According to Dot Transportation, Felton had held an interstate license for most of the five years he was employed by the company, but in July when he renewed his license, he checked a box for “intrastate” rather than “interstate,” thus unknowingly restricting his license. Dot Transportation is a wholly-owned subsidiary of Dot Foods, which is based in Mt. Sterling, Illinois and describes itself as the country’s largest food redistributor.
Dot Foods is seeking to transfer the wrongful death lawsuit from Madison County to Montgomery County, where the accident took place.
A bill to create a state fund for workers’ compensation insurance in Illinois has passed the House Committee on State Government Administration. House Bill 2919 would create a state insurance fund that would compete with private insurers.
Advocates of the change say that the fund would provide private insurers with competition, which would bring workers’ compensation premiums down for employers. The bill is supported by Democrats in the state legislature, who say the goal is fair and affordable insurance rates for businesses. Private insurers are strongly opposed to the bill, saying that a state fund will not bring prices down and would violate free market principles. Currently more than 300 private insurance companies compete for workers’ compensation business in Illinois.
Workers’ compensation insurance premiums have already dropped 9.2 percent since reforms that began in September of 2011, but advocates of the state fund say that is not fast enough.
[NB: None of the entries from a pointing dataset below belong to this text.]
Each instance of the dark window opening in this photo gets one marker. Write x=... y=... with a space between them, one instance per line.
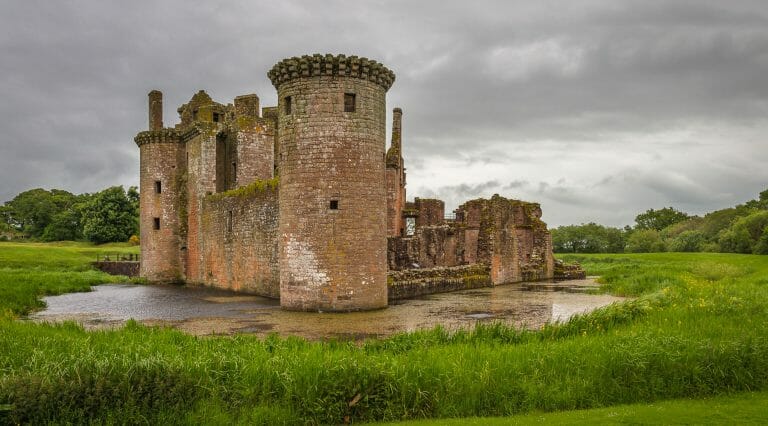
x=349 y=102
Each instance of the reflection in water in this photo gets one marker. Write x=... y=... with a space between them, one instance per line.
x=210 y=311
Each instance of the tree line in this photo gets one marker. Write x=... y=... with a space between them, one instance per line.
x=111 y=215
x=739 y=229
Representatives of the insurance industry say that rates have not dropped as much as expected partly because of the increasing cost of health care.
Approximately half of U.S. states have a state fund for workers’ comp insurance, with most of these allowing the state fund to compete with private insurers. Four states have a state fund as the exclusive insurer for workers’ compensation. Researchers have found that the occasional higher losses of state funds are offset by better efforts to prevent work injuries and lower overhead expenses.
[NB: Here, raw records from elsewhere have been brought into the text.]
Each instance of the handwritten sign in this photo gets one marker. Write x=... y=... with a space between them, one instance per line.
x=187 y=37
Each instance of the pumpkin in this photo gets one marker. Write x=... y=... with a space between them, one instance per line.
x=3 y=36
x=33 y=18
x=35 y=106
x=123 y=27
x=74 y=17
Illinois State Representative Dwight Kay, Republican of Glen Carbon, has introduced four bills proposing changes in the state’s workers’ compensation system. The bills received testimony in the House Labor & Commerce Committee but have not yet been called to a vote.
The bills, House Bills 1245, 1246, 2229 and 2769, are four of nine bills involving the workers’ compensation system introduced by Kay this session.
HB 2229 is opposed by the Illinois Trial Lawyers’ Association (ITLA), the Associated Fire Fighters of Illinois (AFFI) and other groups. The bill aims to change current workers’ compensation law, which puts emergency medical technicians (EMTs) in the same category as firefighters for purposes of employers purchasing workers’ compensation insurance. Under the new bill, those provisions of the law would only be applicable to EMTs who are also cross-trained as firefighters. Kay said current law places an undue burden on municipalities and counties that pay the increased amount for workers’ compensation insurance for EMTs.
HB 2769, also introduced by Kay, would change workers’ compensation law such that any amount awarded for a partial disability would be subtracted from any amount awarded for a later injury to the same part of the body, and would limit partial disability payments to 500 weeks, which would constitute total disability. Kay said the changes would prevent situations in which partial disability awards amounted to more than what a total disability award would have been.